Despite the phenotype has been established that M2 macrophages promotes the metastasis of ESCC, question still remains as to how the M2 macrophages facilitated metastasis of ESCC cells. To begin with, immunohistochemistry was performed to detect the expression of CD163, one typical surface marker of M2 macrophages in 90 paired ESCC and its normal controls after meta-analyzing the relevant studies regarding M2 macrophages in ESCC, confirming that infiltration of M2 macrophages was significantly linked with lymph node metastasis, T classification, and inferior overall survival of ESCC. To explore the mechanism behind, protein factors secreted by M2 macrophages were identified using antibody microarray. Six different significantly differential protein factors were screened out, including IL-1ß, TIMP1, IL-1α, MDC, TGF-ß1, and TGF-ß2. Among which, IL-1ß was picked up as cytokine as interest based on previous reports and its absolute fold. Functional analysis of IL-1ß showed that IL-1ß was able to promote migration and invasion of ESCC cells, enhancing epithelial-mesenchymal transition, and activating NF-κB pathway. Our study supports the promoting role of M2 macrophages in metastasis of ESCC cells, enriching the profile of protein factors released from M2 macrophages.
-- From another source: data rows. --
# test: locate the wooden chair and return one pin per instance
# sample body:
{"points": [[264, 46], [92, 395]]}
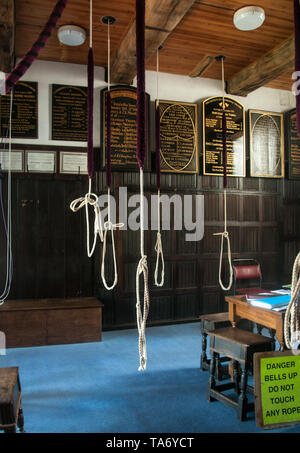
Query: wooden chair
{"points": [[239, 345], [209, 323], [247, 270], [11, 414]]}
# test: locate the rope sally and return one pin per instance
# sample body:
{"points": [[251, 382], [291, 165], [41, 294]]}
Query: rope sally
{"points": [[297, 57], [90, 199], [109, 226], [158, 245], [292, 314], [7, 220], [142, 268], [224, 235], [33, 53]]}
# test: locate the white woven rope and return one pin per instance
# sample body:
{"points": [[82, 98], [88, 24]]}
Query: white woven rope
{"points": [[142, 269], [109, 226], [291, 318], [225, 236], [158, 245], [9, 263], [91, 24], [90, 199], [159, 250]]}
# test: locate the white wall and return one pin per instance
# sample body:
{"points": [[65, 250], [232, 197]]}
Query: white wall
{"points": [[171, 87]]}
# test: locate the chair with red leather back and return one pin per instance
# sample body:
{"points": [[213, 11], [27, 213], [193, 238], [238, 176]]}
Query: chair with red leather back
{"points": [[247, 270]]}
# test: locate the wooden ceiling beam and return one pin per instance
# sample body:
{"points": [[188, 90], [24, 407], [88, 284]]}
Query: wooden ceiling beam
{"points": [[161, 18], [203, 65], [7, 35], [262, 71]]}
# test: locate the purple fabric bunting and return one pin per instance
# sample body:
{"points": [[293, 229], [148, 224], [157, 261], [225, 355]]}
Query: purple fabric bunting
{"points": [[108, 139], [224, 127], [33, 53], [90, 138], [157, 130], [297, 57], [141, 95]]}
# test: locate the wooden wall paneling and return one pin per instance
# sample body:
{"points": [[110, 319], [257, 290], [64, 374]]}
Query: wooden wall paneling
{"points": [[186, 306], [233, 207], [57, 206], [251, 240], [270, 267], [211, 302], [269, 208], [213, 207], [27, 234], [78, 267], [161, 309], [125, 312], [186, 274], [269, 239], [209, 269], [250, 208], [43, 277]]}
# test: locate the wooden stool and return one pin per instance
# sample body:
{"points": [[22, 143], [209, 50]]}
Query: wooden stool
{"points": [[209, 323], [11, 414], [239, 345]]}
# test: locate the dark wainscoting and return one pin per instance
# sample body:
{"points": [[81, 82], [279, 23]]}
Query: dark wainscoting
{"points": [[49, 243]]}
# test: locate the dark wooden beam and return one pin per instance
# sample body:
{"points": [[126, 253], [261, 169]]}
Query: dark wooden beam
{"points": [[203, 65], [7, 35], [262, 71], [161, 18]]}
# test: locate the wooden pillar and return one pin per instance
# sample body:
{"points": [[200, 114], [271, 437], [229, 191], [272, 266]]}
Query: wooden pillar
{"points": [[7, 35]]}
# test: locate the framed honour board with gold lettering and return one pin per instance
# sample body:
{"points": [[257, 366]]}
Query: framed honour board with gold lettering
{"points": [[292, 144], [123, 128], [212, 137], [24, 111], [69, 113], [178, 137], [266, 142]]}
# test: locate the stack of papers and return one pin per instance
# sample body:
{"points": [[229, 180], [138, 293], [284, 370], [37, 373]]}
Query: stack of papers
{"points": [[275, 302]]}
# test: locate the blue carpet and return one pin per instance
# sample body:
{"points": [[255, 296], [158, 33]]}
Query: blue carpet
{"points": [[96, 387]]}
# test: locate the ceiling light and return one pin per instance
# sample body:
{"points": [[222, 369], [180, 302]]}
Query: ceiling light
{"points": [[71, 35], [249, 18]]}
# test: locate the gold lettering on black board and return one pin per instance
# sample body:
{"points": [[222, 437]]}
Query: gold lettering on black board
{"points": [[292, 145], [212, 137], [178, 137], [123, 128], [69, 113], [24, 111], [266, 144]]}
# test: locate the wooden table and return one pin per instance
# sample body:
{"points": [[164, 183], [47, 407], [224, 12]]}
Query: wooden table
{"points": [[11, 414], [239, 308], [41, 322]]}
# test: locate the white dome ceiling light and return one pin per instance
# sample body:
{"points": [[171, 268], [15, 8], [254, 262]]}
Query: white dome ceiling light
{"points": [[71, 35], [249, 18]]}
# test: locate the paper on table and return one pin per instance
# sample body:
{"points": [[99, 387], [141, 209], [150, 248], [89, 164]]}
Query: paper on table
{"points": [[282, 291]]}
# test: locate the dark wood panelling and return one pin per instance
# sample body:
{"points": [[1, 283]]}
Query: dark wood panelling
{"points": [[49, 243]]}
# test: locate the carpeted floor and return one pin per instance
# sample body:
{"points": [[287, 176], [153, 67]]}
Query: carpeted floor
{"points": [[96, 387]]}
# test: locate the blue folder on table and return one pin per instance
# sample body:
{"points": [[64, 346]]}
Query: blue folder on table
{"points": [[270, 302]]}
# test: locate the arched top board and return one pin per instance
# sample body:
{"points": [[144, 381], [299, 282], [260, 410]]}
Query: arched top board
{"points": [[212, 137]]}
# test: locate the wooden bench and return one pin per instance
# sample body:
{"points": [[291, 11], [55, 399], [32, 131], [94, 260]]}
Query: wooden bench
{"points": [[40, 322], [208, 323], [239, 345], [11, 413]]}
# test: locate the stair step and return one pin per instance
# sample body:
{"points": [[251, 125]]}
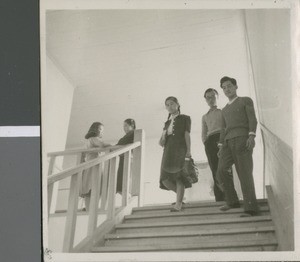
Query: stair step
{"points": [[190, 205], [204, 222], [236, 222], [191, 237], [186, 213], [201, 246], [203, 232]]}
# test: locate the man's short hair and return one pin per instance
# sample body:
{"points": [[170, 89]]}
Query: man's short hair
{"points": [[227, 78], [210, 90]]}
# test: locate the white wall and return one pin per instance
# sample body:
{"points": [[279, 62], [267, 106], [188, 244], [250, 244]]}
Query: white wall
{"points": [[57, 97], [270, 42], [269, 39]]}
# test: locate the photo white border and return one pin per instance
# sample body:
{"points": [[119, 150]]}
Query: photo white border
{"points": [[293, 5]]}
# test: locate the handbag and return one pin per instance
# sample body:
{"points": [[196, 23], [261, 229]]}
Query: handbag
{"points": [[190, 171]]}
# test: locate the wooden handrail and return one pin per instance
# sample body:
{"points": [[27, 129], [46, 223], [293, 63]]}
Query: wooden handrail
{"points": [[103, 172], [73, 170], [82, 150]]}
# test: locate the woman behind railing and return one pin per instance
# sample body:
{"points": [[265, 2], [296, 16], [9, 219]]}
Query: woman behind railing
{"points": [[93, 140]]}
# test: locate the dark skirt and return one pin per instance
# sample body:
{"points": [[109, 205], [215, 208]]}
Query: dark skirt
{"points": [[173, 162]]}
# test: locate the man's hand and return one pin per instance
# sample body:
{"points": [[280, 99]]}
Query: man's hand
{"points": [[188, 154], [250, 144]]}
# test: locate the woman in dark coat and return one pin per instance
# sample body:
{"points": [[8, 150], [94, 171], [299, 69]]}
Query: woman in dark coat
{"points": [[129, 127], [177, 146]]}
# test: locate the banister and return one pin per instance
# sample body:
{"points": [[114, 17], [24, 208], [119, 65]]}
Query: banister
{"points": [[71, 171], [103, 172], [82, 150]]}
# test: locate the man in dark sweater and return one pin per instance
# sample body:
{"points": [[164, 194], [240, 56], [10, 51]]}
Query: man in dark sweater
{"points": [[236, 147]]}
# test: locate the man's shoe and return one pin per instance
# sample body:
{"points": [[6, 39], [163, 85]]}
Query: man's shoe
{"points": [[249, 214], [227, 207]]}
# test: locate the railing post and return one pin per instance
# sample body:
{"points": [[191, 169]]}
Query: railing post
{"points": [[71, 214], [104, 190], [126, 176], [138, 166], [112, 189], [51, 186], [95, 191]]}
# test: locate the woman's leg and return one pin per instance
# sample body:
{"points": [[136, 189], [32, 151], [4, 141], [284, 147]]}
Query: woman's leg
{"points": [[170, 185], [180, 194]]}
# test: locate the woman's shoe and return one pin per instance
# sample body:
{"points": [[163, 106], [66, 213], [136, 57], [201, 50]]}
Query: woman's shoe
{"points": [[174, 209], [175, 203]]}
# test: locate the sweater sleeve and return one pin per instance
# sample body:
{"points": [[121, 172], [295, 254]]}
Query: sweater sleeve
{"points": [[249, 107], [188, 124], [204, 129]]}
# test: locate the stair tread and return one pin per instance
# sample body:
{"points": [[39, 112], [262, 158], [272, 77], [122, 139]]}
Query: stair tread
{"points": [[191, 233], [178, 247], [190, 212], [190, 204], [198, 222]]}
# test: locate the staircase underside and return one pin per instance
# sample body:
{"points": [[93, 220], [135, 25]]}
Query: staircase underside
{"points": [[201, 226]]}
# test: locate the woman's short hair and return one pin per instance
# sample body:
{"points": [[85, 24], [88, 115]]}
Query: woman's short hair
{"points": [[172, 98], [210, 90], [130, 122], [93, 130], [227, 78]]}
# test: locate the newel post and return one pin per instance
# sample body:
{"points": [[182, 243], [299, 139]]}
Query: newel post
{"points": [[138, 166]]}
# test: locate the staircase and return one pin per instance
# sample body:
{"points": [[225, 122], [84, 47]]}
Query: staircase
{"points": [[201, 226]]}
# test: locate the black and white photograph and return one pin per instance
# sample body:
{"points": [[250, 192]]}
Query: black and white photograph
{"points": [[169, 130]]}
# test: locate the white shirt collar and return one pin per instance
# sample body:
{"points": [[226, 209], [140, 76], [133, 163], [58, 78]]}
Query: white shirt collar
{"points": [[230, 102], [172, 117]]}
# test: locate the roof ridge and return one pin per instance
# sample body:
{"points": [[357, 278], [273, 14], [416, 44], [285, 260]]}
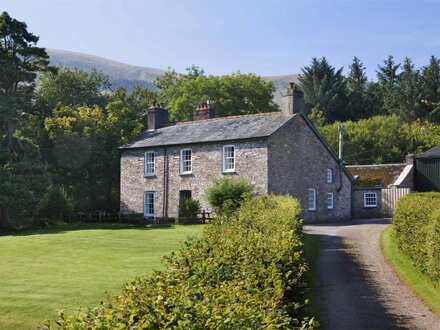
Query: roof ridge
{"points": [[229, 117]]}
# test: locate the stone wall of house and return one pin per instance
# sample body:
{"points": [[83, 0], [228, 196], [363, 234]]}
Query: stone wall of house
{"points": [[298, 161], [359, 209], [250, 163]]}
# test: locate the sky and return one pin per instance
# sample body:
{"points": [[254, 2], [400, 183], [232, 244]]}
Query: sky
{"points": [[271, 37]]}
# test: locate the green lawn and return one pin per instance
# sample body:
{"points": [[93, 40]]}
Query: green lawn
{"points": [[49, 269], [410, 275], [311, 253]]}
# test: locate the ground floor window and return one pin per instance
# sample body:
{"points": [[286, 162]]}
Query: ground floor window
{"points": [[148, 204], [330, 201], [311, 200], [370, 199]]}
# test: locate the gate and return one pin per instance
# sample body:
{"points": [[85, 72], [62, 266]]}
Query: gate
{"points": [[390, 197]]}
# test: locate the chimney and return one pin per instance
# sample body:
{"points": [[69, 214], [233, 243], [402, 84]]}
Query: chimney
{"points": [[157, 116], [204, 111], [293, 100]]}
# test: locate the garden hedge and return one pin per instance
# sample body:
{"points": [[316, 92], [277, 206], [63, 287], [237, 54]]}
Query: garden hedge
{"points": [[245, 272], [417, 229]]}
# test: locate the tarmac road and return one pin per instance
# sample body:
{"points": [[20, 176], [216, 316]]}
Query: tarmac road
{"points": [[357, 288]]}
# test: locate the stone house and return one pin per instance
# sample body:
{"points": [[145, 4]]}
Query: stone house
{"points": [[280, 153], [377, 188]]}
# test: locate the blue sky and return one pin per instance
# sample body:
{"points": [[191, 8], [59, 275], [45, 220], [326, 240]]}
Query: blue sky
{"points": [[264, 37]]}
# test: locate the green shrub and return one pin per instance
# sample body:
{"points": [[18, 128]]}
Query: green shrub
{"points": [[433, 246], [226, 195], [55, 203], [246, 272], [189, 209], [417, 228]]}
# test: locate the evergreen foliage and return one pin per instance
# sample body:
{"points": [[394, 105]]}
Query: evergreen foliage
{"points": [[233, 94], [417, 227], [381, 139], [324, 89]]}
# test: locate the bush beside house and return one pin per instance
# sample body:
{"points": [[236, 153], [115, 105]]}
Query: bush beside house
{"points": [[417, 229], [246, 271]]}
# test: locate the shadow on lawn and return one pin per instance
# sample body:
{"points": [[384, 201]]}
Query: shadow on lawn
{"points": [[56, 229]]}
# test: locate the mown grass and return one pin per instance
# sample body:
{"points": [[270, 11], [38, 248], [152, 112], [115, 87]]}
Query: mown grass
{"points": [[311, 253], [65, 268], [408, 273]]}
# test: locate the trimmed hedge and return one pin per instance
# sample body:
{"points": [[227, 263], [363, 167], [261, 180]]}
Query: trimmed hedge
{"points": [[417, 229], [245, 272]]}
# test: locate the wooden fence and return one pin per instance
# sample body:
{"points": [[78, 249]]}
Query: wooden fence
{"points": [[390, 197]]}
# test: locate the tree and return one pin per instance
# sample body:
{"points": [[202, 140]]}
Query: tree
{"points": [[324, 89], [357, 84], [430, 89], [233, 94], [388, 78], [20, 61], [71, 88], [408, 91]]}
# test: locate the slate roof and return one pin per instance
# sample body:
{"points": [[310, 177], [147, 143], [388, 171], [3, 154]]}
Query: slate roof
{"points": [[375, 175], [212, 130], [431, 153]]}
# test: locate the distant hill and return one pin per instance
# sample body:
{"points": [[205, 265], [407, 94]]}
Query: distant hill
{"points": [[121, 74], [128, 76]]}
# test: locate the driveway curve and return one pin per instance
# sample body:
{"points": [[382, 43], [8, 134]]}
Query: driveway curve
{"points": [[356, 288]]}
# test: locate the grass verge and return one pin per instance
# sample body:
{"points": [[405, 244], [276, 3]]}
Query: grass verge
{"points": [[42, 270], [410, 275], [311, 253]]}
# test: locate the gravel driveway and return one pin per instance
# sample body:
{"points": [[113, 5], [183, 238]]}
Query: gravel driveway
{"points": [[357, 288]]}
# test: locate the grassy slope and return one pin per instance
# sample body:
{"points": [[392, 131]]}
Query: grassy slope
{"points": [[45, 270], [419, 283]]}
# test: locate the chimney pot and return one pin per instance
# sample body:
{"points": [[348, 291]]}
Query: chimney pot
{"points": [[293, 100], [203, 111], [157, 116]]}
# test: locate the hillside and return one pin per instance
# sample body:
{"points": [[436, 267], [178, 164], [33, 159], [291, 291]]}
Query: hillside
{"points": [[128, 76], [121, 74]]}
MCP2 activates NF-κB signaling pathway promoting the migration and invasion of ESCC cells.

MCP2, aliased CCL8, has been suggested to be implicated in the metastasis of cancer cells; however, no direct evidence has been established in esophageal squamous cell carcinoma (ESCC). In our present study, to investigate the role MCP2 played in the metastasis of ESCC cells; in vitro cell co-culture system was established. Wound-healing and Transwell assays were used to evaluate the migratory and invasive variation of ESCC cells before and after treatment with recombinant human MCP2. It was shown that MCP2 was able to activate the NF-κB signaling pathway inducing the epithelial-mesenchymal transition (EMT) and promoting the migration and invasion of ESCC cells in vitro. Our study provides an alternative working mechanism for M2 macrophage mediated the metastasis in tumor microenvironment in ESCC.